Premillennialism is an understanding of God’s plan for the end times which says, in the words of F.F. Bruce, that there is “an interval between the resurrection-rapture of the Church and the return of Christ to earth ‘with power and great glory,’ and places in this interval the great tribulation of the end time.” W.E. Vine, with the help of C.F. Hogg, explores this doctrine. Bruce says that Vine and Hogg “deviated in several important respects from the usual” teaching of premillennialism, “for the most part the result of better exegesis.”
The Second Coming and the Last Days contains W.E. Vine’s two best-known books on eschatology and numerous shorter articles.
“Touching the Coming of the Lord,” written with C.F. Hogg, is, says one reviewer, “The best book I’ve ever read on the subject.
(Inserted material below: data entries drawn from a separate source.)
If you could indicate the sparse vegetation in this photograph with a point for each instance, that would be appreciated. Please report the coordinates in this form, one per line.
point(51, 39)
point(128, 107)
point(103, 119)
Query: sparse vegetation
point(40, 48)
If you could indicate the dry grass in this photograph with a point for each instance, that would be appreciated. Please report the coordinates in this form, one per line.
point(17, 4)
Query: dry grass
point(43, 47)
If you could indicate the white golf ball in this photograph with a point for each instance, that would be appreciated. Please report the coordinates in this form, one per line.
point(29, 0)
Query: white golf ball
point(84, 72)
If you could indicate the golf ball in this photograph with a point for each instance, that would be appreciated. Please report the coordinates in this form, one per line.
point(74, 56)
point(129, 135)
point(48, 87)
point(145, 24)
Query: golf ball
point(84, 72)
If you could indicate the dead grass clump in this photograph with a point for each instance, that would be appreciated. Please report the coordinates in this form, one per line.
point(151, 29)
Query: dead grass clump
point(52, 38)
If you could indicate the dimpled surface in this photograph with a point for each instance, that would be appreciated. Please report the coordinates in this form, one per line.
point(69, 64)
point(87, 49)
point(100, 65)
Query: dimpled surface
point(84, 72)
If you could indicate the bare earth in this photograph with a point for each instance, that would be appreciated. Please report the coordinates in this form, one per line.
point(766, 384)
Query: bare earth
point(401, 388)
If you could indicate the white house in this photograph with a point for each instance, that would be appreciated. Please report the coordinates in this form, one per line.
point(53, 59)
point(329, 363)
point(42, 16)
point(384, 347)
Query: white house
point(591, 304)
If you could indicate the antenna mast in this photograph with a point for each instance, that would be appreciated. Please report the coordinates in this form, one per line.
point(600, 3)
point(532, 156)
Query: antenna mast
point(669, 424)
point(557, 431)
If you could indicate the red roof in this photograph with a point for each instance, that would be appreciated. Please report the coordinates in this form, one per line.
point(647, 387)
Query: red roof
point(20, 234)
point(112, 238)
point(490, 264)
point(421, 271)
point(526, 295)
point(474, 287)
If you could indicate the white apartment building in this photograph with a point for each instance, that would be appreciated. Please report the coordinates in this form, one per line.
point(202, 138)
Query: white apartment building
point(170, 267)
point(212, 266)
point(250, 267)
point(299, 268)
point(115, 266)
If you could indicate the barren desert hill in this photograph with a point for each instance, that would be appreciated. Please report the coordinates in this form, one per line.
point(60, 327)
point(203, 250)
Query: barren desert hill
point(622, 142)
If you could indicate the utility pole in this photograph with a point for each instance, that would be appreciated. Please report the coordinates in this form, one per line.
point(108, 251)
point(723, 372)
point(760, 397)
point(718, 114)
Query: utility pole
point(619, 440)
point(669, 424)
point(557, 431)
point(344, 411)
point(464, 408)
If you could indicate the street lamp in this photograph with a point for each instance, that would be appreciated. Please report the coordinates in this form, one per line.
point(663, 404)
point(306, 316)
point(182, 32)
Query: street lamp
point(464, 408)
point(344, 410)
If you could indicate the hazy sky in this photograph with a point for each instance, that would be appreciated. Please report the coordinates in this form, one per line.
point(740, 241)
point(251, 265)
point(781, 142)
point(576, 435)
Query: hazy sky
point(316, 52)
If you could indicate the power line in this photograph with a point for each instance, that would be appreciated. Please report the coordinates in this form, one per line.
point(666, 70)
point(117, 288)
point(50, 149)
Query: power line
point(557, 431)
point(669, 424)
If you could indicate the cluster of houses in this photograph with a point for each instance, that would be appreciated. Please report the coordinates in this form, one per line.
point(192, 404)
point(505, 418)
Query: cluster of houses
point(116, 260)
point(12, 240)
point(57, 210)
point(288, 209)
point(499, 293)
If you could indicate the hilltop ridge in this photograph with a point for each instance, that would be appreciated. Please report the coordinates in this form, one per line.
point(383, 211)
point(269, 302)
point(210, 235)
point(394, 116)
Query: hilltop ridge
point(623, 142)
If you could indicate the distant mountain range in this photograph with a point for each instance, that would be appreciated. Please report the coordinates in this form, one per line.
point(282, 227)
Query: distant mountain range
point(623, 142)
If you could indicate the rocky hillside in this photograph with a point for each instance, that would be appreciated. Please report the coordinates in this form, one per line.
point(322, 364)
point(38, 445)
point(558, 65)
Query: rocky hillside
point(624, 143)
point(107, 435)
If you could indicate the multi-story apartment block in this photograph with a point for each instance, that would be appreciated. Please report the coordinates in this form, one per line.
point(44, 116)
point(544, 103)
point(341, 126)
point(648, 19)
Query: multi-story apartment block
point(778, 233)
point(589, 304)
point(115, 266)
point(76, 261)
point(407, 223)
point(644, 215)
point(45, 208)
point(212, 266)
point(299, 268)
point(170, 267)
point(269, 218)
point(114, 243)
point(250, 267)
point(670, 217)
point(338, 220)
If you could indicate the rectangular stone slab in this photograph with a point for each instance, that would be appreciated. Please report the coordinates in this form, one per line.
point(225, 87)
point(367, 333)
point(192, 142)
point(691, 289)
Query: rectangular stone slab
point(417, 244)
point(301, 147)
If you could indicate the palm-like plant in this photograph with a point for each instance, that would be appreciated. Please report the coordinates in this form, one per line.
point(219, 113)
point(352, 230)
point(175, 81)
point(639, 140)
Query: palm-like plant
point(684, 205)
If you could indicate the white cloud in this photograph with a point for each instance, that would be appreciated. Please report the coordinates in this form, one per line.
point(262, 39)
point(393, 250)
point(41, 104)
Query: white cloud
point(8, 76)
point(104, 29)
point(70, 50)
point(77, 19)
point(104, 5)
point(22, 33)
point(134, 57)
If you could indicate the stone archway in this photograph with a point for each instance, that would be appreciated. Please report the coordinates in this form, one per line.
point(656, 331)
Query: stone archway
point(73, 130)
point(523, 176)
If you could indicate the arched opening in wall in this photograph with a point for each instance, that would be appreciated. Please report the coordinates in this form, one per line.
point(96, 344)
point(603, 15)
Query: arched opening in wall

It is breathtakingly spiritual, rigorously sequent (logical). This book is well worth your while.” The chapters are the expectancy of Christ; the resurrection and the rapture; the parousia of the Lord; the judgment seat of Christ; the epiphany of the parousia; the final Gentile world ruler and his dominion; the effect of the hope; and a synopsis of the Bible doctrine of the second advent.
When World War I broke out in 1914, W.E. Vine was asked how then-current events fit into an understanding of prophecy. His comments and study were written in “The Roman Empire in the Light of Prophecy” which discusses “the rise, progress, and end of the fourth world-empire.” This has been called “classic Bible prophecy study.”
Other articles in The Second Coming and the Last Days are “The Church and the Tribulation,” “The Rapture and the Great Tribulation,” Witnesses to the Second Advent,” “The Coming Priest-King,” “The Sealed Book of the Apocalypse,” and “The Four Women of the Apocalypse.”
W.E. Vine wrote these books before World War II and the creation of the state of Israel in 1948, the first independent Jewish state since 63 B.C. Vine and Hogg would have liked to have applied their understanding of prophecy to the events of the last nearly 100 years. One of the many things that makes these writings so interesting is that they did not have that opportunity.